Als erstes steuere ich einen Bioladen an. Das Angebot ist groß, aber Zahnpasta ohne Plastikverpackung bekomme ich dort nicht. Mehr Glück habe ich in einem dieser neuen Unverpackt-Läden. Diese Shops bieten alle Waren ohne Verpackung an oder sie nutzen wiederverwertbare Pfandbehälter. Hier finde ich auch Zahnpflege-Tabletten im Glas, mit oder ohne Fluorid. Die freundliche Verkäuferin sagt mir, wie das funktioniert: einfach eine Tablette kauen, bis es leicht schäumt, dann zur Zahnbürste greifen und wie immer putzen. Shampoo und Duschgel packe ich auch ein – beide sehen wie ein Stück Seife aus. Bei anderen Produkten halte ich mich zurück – nicht nur, weil ich keine passenden Behälter dabei habe.

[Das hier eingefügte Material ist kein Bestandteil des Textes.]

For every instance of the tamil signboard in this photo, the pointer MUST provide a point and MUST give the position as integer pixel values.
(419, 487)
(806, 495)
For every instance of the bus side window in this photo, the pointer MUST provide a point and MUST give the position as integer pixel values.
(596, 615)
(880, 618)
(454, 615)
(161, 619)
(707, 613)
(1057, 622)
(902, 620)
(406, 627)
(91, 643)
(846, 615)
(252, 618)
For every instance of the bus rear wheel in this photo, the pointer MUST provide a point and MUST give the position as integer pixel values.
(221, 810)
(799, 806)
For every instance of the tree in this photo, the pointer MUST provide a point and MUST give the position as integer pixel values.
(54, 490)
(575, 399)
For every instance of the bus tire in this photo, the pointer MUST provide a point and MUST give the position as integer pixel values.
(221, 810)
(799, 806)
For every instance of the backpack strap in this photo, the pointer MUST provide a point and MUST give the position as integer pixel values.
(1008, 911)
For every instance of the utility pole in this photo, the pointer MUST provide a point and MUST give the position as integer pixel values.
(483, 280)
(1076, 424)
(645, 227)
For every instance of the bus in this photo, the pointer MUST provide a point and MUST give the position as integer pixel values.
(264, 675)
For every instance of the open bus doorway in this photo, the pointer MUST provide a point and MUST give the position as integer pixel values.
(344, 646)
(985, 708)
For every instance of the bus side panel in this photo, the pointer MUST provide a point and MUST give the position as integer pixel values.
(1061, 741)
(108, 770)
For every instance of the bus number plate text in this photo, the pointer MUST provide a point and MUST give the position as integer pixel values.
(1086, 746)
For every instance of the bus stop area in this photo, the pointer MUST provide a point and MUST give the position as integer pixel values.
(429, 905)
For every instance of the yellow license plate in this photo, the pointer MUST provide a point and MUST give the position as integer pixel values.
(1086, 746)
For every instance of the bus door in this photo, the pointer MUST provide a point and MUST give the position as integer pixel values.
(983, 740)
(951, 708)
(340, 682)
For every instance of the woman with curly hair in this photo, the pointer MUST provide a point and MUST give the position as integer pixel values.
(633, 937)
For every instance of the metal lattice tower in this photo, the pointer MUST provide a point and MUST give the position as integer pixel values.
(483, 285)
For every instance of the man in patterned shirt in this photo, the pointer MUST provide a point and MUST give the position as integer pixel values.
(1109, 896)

Viele Angebote sind vergleichsweise teuer und sprengen mein studentisches Budget. Aber es gibt Alternativen und das finde ich richtig gut: Hier liegen Bücher aus, in denen steht, wie man viele alltägliche Produkte wie Deo, Duschgel oder Reinigungsmittel selber machen kann!

Mein Fazit

Eine Woche ohne Plastik – das war eigentlich viel leichter, als ich vorher dachte! Ich fand es erschreckend, dass man oft gar nicht mehr merkt, wie viele Lebensmittel in Plastik eingepackt sind. Deswegen will ich auch mit dem bewussteren Einkaufen weitermachen. Einen Coffee to go lasse ich mir zum Beispiel nur noch in meinen Bambus-Becher füllen, für meine Kaffeemaschine habe ich mir wiederverwertbare Edelstahlkapseln besorgt. Mein Gemüse kaufe ich künftig nur noch auf dem Markt und Kräuter ziehe ich auf der Fensterbank. Das neuartige Zähneputzen klappt ebenfalls richtig gut. Vielleicht schaffe ich es noch nicht, jeden Tag ohne Plastik zu gestalten – aber ich arbeite auf jeden Fall daran! 


Besser so: Licht-Label statt Plastik

Bio-Bananen oder Bio-Süßkar­toffeln müssen nicht in Plastikfolie stecken – es geht auch anders! Zum Beispiel mit „Natürlichem Labeling“, bei dem ein hochauflösender, gebündelter Lichtstrahl einen Teil der Pigmente in der äußersten Schale von Gemüse und Früchten entfernt. Zurück bleibt eine dauerhafte Markierung, zum Beispiel ein Bio-Logo. In Plastik muss dann nichts mehr gewickelt werden. Entwickelt hat das Verfahren Nature & More, ein holländischer Bio-Händler.